Yu may remember my post from last winter when we went to Cabo. We only caught the one, a black marlin, nearly 9 feet. Man, Al, they are a blast aren't they!


----------



## Al Hansen (Sep 7, 2007)

dunn_gary said:


> --\O
> 
> Yu may remember my post from last winter when we went to Cabo. We only caught the one, a black marlin, nearly 9 feet. Man, Al, they are a blast aren't they!


I will always remember this. It was the most incredible experience. A once in a life time deal.


----------



## tubbyama (Oct 14, 2008)

Nice catch, next time try and release that marlin to fight her again. Killin' marlin is kinda a let-down (I know Ive done it.) besides they taste like horse anyways.


----------



## Al Hansen (Sep 7, 2007)

tubbyama said:


> Nice catch, next time try and release that marlin to fight her again. Killin' marlin is kinda a let-down (I know Ive done it.) besides they taste like horse anyways.

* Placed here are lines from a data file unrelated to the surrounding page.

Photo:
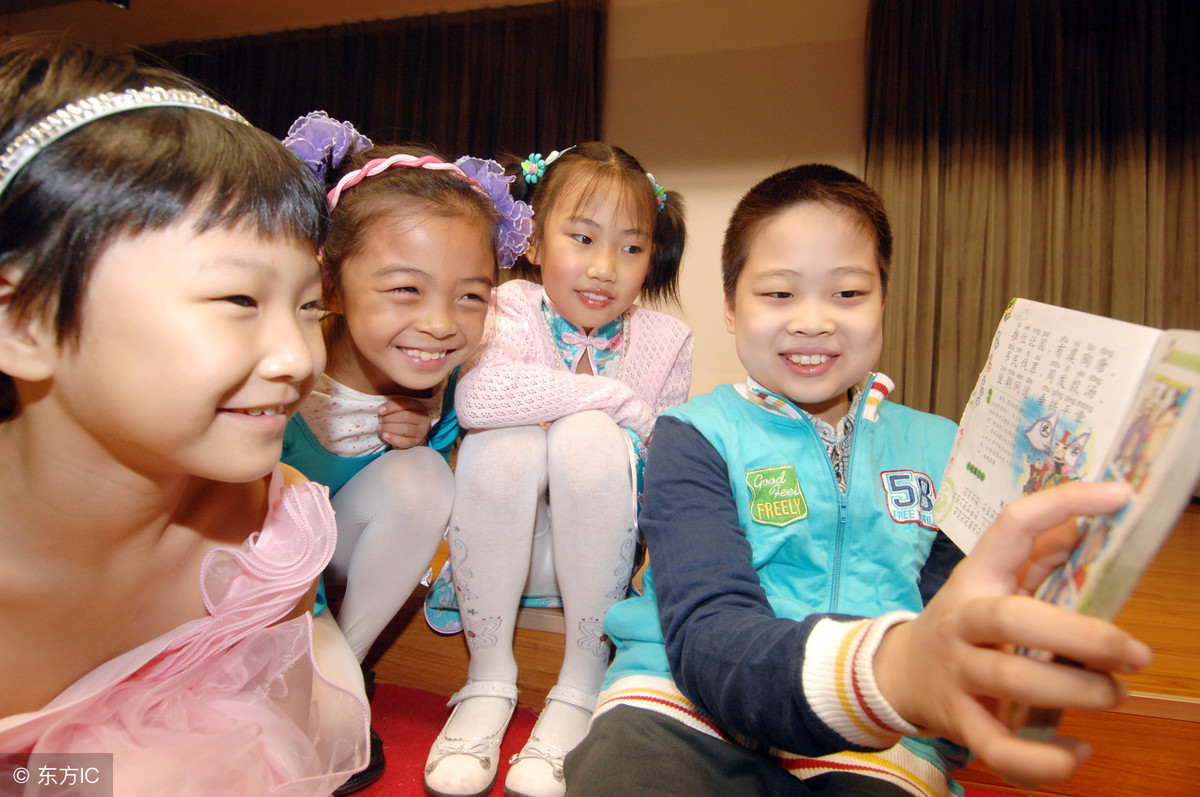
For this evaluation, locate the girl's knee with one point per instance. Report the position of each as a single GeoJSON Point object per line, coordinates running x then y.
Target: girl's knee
{"type": "Point", "coordinates": [517, 453]}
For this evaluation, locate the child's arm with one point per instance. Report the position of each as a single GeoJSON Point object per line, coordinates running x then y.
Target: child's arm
{"type": "Point", "coordinates": [948, 669]}
{"type": "Point", "coordinates": [309, 600]}
{"type": "Point", "coordinates": [672, 337]}
{"type": "Point", "coordinates": [515, 382]}
{"type": "Point", "coordinates": [783, 681]}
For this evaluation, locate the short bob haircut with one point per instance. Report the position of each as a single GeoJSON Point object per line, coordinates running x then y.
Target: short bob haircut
{"type": "Point", "coordinates": [124, 174]}
{"type": "Point", "coordinates": [127, 173]}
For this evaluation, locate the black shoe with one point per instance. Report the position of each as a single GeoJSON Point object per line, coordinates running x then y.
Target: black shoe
{"type": "Point", "coordinates": [364, 778]}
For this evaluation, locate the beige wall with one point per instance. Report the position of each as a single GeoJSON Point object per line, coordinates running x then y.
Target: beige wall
{"type": "Point", "coordinates": [711, 95]}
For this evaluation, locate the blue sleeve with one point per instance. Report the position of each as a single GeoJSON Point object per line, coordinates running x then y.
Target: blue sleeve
{"type": "Point", "coordinates": [943, 556]}
{"type": "Point", "coordinates": [729, 652]}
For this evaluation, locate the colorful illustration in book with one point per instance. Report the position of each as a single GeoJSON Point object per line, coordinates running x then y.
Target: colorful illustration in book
{"type": "Point", "coordinates": [1050, 450]}
{"type": "Point", "coordinates": [1158, 407]}
{"type": "Point", "coordinates": [1066, 583]}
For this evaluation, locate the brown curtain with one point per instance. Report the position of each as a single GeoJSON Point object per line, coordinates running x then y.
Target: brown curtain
{"type": "Point", "coordinates": [1047, 149]}
{"type": "Point", "coordinates": [519, 78]}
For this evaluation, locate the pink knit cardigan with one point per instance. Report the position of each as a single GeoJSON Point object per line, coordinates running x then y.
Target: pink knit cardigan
{"type": "Point", "coordinates": [517, 378]}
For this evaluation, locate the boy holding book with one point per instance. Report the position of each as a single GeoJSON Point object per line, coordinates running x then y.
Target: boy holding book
{"type": "Point", "coordinates": [778, 646]}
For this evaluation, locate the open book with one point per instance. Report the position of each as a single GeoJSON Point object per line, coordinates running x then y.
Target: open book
{"type": "Point", "coordinates": [1068, 395]}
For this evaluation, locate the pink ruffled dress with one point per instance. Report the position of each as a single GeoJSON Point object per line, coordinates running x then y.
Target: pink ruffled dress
{"type": "Point", "coordinates": [228, 703]}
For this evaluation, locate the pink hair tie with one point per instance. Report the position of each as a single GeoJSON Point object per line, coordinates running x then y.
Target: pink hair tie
{"type": "Point", "coordinates": [379, 165]}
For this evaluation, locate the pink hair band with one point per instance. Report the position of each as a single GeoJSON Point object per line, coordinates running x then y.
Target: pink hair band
{"type": "Point", "coordinates": [378, 165]}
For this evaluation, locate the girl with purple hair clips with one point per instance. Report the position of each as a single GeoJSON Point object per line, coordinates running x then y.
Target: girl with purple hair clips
{"type": "Point", "coordinates": [408, 270]}
{"type": "Point", "coordinates": [559, 405]}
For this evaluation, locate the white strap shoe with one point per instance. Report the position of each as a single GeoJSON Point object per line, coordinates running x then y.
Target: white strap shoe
{"type": "Point", "coordinates": [467, 766]}
{"type": "Point", "coordinates": [538, 769]}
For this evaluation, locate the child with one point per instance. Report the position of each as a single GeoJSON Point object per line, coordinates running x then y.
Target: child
{"type": "Point", "coordinates": [570, 378]}
{"type": "Point", "coordinates": [159, 322]}
{"type": "Point", "coordinates": [408, 273]}
{"type": "Point", "coordinates": [772, 520]}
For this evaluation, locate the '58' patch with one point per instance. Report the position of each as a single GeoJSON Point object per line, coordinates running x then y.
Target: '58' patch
{"type": "Point", "coordinates": [910, 497]}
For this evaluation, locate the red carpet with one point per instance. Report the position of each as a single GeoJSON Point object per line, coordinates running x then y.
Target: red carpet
{"type": "Point", "coordinates": [409, 720]}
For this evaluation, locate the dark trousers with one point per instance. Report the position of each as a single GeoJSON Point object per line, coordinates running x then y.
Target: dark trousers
{"type": "Point", "coordinates": [636, 751]}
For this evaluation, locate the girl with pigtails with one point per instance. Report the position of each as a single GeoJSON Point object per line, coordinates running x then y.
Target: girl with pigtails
{"type": "Point", "coordinates": [413, 253]}
{"type": "Point", "coordinates": [559, 405]}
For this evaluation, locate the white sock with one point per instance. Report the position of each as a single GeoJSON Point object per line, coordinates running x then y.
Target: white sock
{"type": "Point", "coordinates": [594, 541]}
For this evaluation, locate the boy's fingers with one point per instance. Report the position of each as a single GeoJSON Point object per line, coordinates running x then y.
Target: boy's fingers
{"type": "Point", "coordinates": [1035, 624]}
{"type": "Point", "coordinates": [1006, 547]}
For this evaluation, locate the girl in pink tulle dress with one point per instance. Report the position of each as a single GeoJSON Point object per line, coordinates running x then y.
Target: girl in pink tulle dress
{"type": "Point", "coordinates": [159, 324]}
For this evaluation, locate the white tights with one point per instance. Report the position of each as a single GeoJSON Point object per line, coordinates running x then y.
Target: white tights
{"type": "Point", "coordinates": [390, 519]}
{"type": "Point", "coordinates": [581, 466]}
{"type": "Point", "coordinates": [513, 486]}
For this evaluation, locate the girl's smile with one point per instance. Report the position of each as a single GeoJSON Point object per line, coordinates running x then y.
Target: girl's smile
{"type": "Point", "coordinates": [414, 299]}
{"type": "Point", "coordinates": [593, 255]}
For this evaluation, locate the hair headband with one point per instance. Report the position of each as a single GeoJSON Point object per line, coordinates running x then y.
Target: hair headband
{"type": "Point", "coordinates": [533, 168]}
{"type": "Point", "coordinates": [76, 114]}
{"type": "Point", "coordinates": [323, 143]}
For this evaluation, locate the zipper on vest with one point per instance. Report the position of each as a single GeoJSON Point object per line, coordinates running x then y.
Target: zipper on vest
{"type": "Point", "coordinates": [844, 498]}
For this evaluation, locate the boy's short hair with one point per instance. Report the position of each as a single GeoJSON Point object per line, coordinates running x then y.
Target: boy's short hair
{"type": "Point", "coordinates": [809, 183]}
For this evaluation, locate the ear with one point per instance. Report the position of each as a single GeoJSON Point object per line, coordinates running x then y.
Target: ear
{"type": "Point", "coordinates": [730, 327]}
{"type": "Point", "coordinates": [534, 252]}
{"type": "Point", "coordinates": [28, 347]}
{"type": "Point", "coordinates": [330, 295]}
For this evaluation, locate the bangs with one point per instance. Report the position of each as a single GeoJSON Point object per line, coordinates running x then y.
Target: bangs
{"type": "Point", "coordinates": [635, 192]}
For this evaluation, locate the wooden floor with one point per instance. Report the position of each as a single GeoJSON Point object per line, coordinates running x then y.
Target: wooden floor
{"type": "Point", "coordinates": [1150, 747]}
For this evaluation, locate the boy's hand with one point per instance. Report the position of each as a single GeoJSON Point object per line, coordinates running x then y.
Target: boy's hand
{"type": "Point", "coordinates": [403, 423]}
{"type": "Point", "coordinates": [951, 669]}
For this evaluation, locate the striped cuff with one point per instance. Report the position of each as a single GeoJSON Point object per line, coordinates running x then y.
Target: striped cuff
{"type": "Point", "coordinates": [839, 681]}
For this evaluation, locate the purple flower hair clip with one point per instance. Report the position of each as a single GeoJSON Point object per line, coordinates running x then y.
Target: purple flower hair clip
{"type": "Point", "coordinates": [516, 217]}
{"type": "Point", "coordinates": [323, 143]}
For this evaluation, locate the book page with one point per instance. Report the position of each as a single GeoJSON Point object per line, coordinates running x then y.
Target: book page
{"type": "Point", "coordinates": [1044, 411]}
{"type": "Point", "coordinates": [1157, 454]}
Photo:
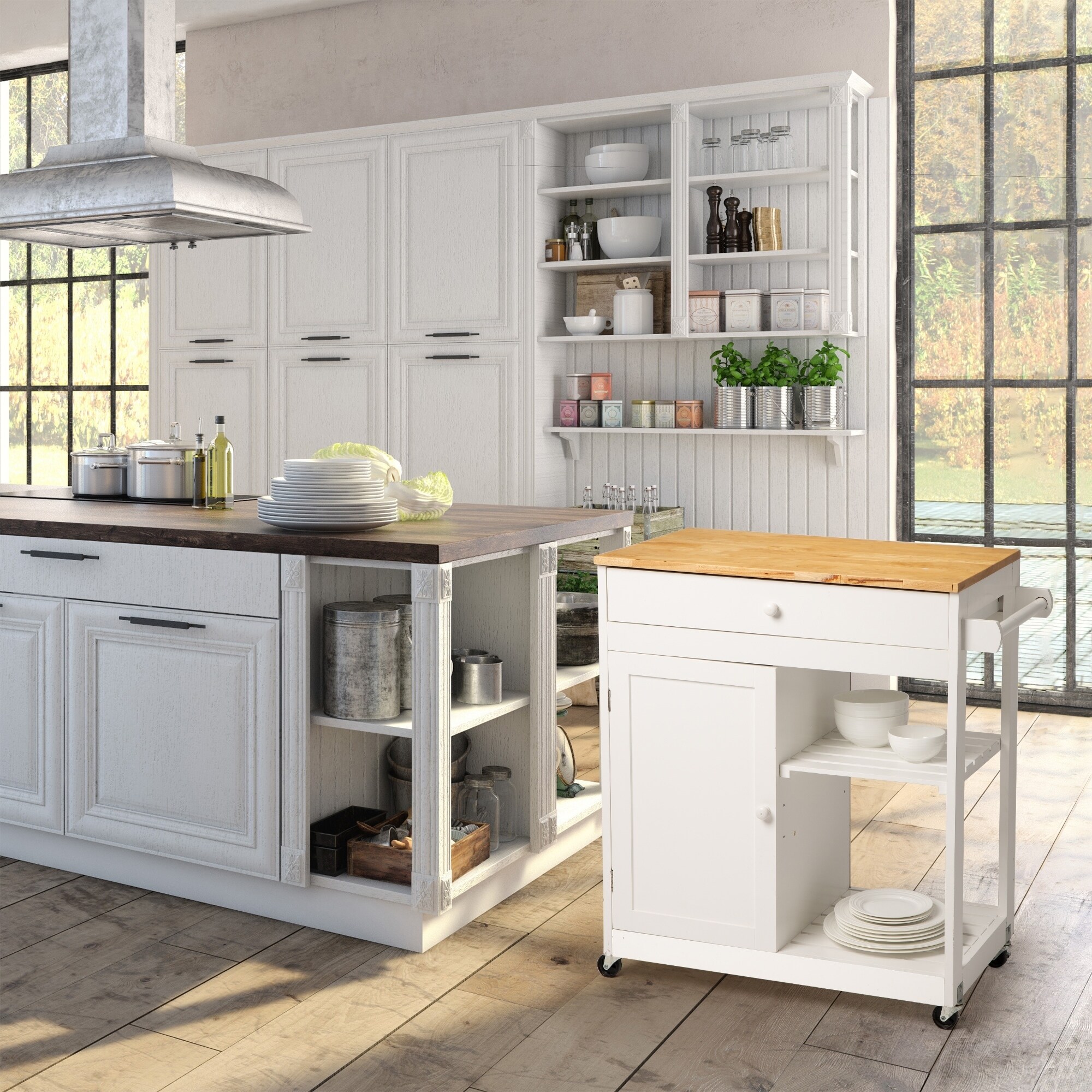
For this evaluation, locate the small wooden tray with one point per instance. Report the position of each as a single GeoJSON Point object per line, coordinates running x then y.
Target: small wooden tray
{"type": "Point", "coordinates": [396, 867]}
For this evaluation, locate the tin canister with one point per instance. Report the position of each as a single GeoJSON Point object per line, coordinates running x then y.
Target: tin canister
{"type": "Point", "coordinates": [643, 413]}
{"type": "Point", "coordinates": [689, 413]}
{"type": "Point", "coordinates": [578, 386]}
{"type": "Point", "coordinates": [589, 414]}
{"type": "Point", "coordinates": [601, 386]}
{"type": "Point", "coordinates": [666, 414]}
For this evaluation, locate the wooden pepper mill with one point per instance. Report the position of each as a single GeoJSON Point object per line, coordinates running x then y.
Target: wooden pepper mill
{"type": "Point", "coordinates": [732, 227]}
{"type": "Point", "coordinates": [715, 229]}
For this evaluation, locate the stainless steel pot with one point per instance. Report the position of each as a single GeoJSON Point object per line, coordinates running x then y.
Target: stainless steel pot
{"type": "Point", "coordinates": [102, 471]}
{"type": "Point", "coordinates": [162, 470]}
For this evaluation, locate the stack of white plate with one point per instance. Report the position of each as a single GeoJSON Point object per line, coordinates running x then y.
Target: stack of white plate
{"type": "Point", "coordinates": [888, 921]}
{"type": "Point", "coordinates": [328, 495]}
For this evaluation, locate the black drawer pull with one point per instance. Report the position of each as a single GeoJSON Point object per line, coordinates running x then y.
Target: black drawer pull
{"type": "Point", "coordinates": [163, 623]}
{"type": "Point", "coordinates": [61, 557]}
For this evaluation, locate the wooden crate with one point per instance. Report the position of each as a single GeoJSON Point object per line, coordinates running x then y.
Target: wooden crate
{"type": "Point", "coordinates": [580, 557]}
{"type": "Point", "coordinates": [396, 867]}
{"type": "Point", "coordinates": [598, 290]}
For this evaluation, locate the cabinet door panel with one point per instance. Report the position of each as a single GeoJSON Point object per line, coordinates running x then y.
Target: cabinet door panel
{"type": "Point", "coordinates": [458, 417]}
{"type": "Point", "coordinates": [702, 871]}
{"type": "Point", "coordinates": [234, 385]}
{"type": "Point", "coordinates": [218, 290]}
{"type": "Point", "coordinates": [173, 735]}
{"type": "Point", "coordinates": [316, 403]}
{"type": "Point", "coordinates": [454, 255]}
{"type": "Point", "coordinates": [333, 281]}
{"type": "Point", "coordinates": [32, 713]}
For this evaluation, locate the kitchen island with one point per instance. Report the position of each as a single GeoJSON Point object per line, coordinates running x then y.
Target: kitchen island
{"type": "Point", "coordinates": [162, 719]}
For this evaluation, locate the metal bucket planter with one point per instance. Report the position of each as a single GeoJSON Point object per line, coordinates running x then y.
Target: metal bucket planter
{"type": "Point", "coordinates": [825, 408]}
{"type": "Point", "coordinates": [734, 408]}
{"type": "Point", "coordinates": [775, 408]}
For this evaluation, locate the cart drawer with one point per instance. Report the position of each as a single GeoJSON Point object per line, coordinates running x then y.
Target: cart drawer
{"type": "Point", "coordinates": [779, 608]}
{"type": "Point", "coordinates": [184, 579]}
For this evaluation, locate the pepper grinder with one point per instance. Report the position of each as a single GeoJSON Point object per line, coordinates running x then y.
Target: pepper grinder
{"type": "Point", "coordinates": [715, 229]}
{"type": "Point", "coordinates": [732, 227]}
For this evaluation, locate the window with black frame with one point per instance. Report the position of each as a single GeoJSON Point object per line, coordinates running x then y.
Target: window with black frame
{"type": "Point", "coordinates": [995, 308]}
{"type": "Point", "coordinates": [74, 324]}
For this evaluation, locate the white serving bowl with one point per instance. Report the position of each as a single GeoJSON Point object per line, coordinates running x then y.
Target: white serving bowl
{"type": "Point", "coordinates": [918, 743]}
{"type": "Point", "coordinates": [618, 163]}
{"type": "Point", "coordinates": [630, 236]}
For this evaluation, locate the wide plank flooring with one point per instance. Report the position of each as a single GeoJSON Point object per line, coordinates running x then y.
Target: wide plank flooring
{"type": "Point", "coordinates": [110, 988]}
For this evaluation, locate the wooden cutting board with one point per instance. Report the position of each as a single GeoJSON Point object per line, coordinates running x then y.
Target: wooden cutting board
{"type": "Point", "coordinates": [924, 567]}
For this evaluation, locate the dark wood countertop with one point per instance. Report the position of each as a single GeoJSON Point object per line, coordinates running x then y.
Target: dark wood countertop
{"type": "Point", "coordinates": [466, 531]}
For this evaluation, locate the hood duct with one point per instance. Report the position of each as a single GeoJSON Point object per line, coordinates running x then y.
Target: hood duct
{"type": "Point", "coordinates": [122, 179]}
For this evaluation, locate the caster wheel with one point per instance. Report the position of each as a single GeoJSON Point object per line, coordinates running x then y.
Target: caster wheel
{"type": "Point", "coordinates": [945, 1025]}
{"type": "Point", "coordinates": [609, 972]}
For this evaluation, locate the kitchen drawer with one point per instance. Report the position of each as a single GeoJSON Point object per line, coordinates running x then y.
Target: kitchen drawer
{"type": "Point", "coordinates": [779, 608]}
{"type": "Point", "coordinates": [221, 581]}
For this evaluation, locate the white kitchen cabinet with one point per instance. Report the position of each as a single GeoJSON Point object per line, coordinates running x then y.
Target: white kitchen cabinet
{"type": "Point", "coordinates": [32, 711]}
{"type": "Point", "coordinates": [216, 293]}
{"type": "Point", "coordinates": [457, 411]}
{"type": "Point", "coordinates": [454, 234]}
{"type": "Point", "coordinates": [173, 734]}
{"type": "Point", "coordinates": [225, 382]}
{"type": "Point", "coordinates": [323, 398]}
{"type": "Point", "coordinates": [328, 288]}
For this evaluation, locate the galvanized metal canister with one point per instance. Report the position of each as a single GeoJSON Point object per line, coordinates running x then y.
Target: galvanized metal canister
{"type": "Point", "coordinates": [361, 661]}
{"type": "Point", "coordinates": [734, 408]}
{"type": "Point", "coordinates": [405, 603]}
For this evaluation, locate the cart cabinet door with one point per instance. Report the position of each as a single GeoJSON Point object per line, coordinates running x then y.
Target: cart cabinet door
{"type": "Point", "coordinates": [173, 729]}
{"type": "Point", "coordinates": [691, 857]}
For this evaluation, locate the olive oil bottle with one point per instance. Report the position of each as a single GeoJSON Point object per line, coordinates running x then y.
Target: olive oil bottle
{"type": "Point", "coordinates": [220, 492]}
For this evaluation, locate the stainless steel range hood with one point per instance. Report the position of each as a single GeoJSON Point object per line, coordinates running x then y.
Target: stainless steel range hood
{"type": "Point", "coordinates": [122, 179]}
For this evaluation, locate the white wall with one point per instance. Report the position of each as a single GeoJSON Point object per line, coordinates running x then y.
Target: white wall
{"type": "Point", "coordinates": [401, 61]}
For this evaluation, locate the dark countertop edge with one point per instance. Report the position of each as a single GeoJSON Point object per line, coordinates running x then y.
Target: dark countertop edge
{"type": "Point", "coordinates": [319, 544]}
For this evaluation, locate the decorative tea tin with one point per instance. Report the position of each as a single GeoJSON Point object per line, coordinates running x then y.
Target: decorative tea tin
{"type": "Point", "coordinates": [612, 414]}
{"type": "Point", "coordinates": [589, 414]}
{"type": "Point", "coordinates": [601, 386]}
{"type": "Point", "coordinates": [643, 413]}
{"type": "Point", "coordinates": [666, 414]}
{"type": "Point", "coordinates": [569, 413]}
{"type": "Point", "coordinates": [578, 386]}
{"type": "Point", "coordinates": [689, 413]}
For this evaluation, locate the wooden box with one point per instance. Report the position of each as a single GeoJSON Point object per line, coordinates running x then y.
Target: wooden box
{"type": "Point", "coordinates": [396, 867]}
{"type": "Point", "coordinates": [598, 290]}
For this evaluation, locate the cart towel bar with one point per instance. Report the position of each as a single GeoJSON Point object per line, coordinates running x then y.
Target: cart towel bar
{"type": "Point", "coordinates": [986, 635]}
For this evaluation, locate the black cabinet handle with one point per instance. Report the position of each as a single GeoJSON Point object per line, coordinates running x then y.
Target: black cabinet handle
{"type": "Point", "coordinates": [163, 623]}
{"type": "Point", "coordinates": [61, 557]}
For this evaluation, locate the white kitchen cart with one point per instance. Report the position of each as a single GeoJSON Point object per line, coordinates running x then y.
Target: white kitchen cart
{"type": "Point", "coordinates": [727, 788]}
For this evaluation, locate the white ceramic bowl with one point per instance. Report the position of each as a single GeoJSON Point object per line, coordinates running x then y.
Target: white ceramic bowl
{"type": "Point", "coordinates": [618, 163]}
{"type": "Point", "coordinates": [630, 236]}
{"type": "Point", "coordinates": [869, 731]}
{"type": "Point", "coordinates": [918, 743]}
{"type": "Point", "coordinates": [586, 326]}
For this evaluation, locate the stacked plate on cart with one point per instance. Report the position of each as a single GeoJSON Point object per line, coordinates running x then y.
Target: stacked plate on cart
{"type": "Point", "coordinates": [887, 921]}
{"type": "Point", "coordinates": [328, 495]}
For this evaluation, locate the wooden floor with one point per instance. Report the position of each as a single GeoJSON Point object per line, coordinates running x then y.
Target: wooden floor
{"type": "Point", "coordinates": [109, 989]}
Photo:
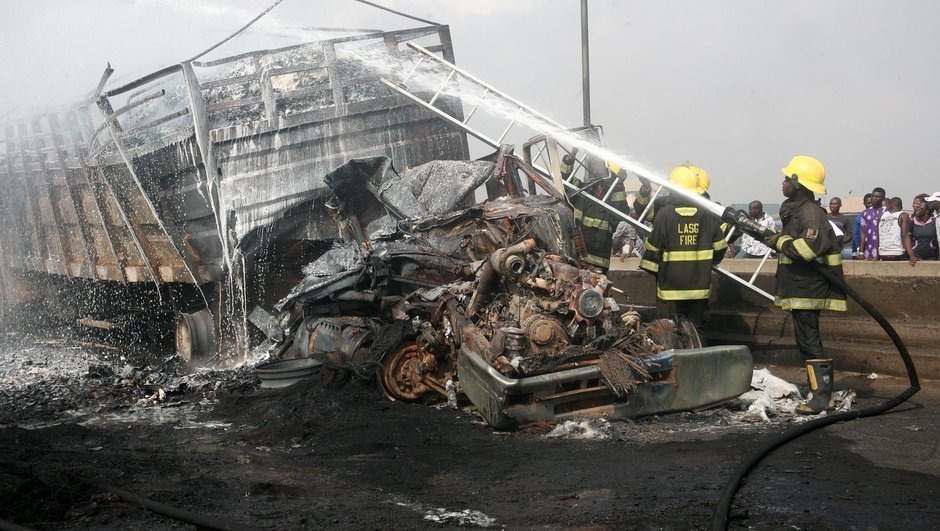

I asked about that and the Boat Captain said no. I'm not sure why , but all I got out of it was a 12 inch fillet that I and my family feasted on that night. Horse ?? I think not, it was very tasty.


----------



## Pez Gallo (Dec 27, 2007)

Congrats on the trip! Last year I got a chance to spend about 5 hours in Cabo. Did a little inshore fishing. Caught 4 sierra/spanish mackerel (one on the fly), 3 roosters (two on the fly), and hooked into a dorado but lost him. They are fast suckers! I have been dying ever since that day to go back and your post refueled that flame. Thanks for the post!


----------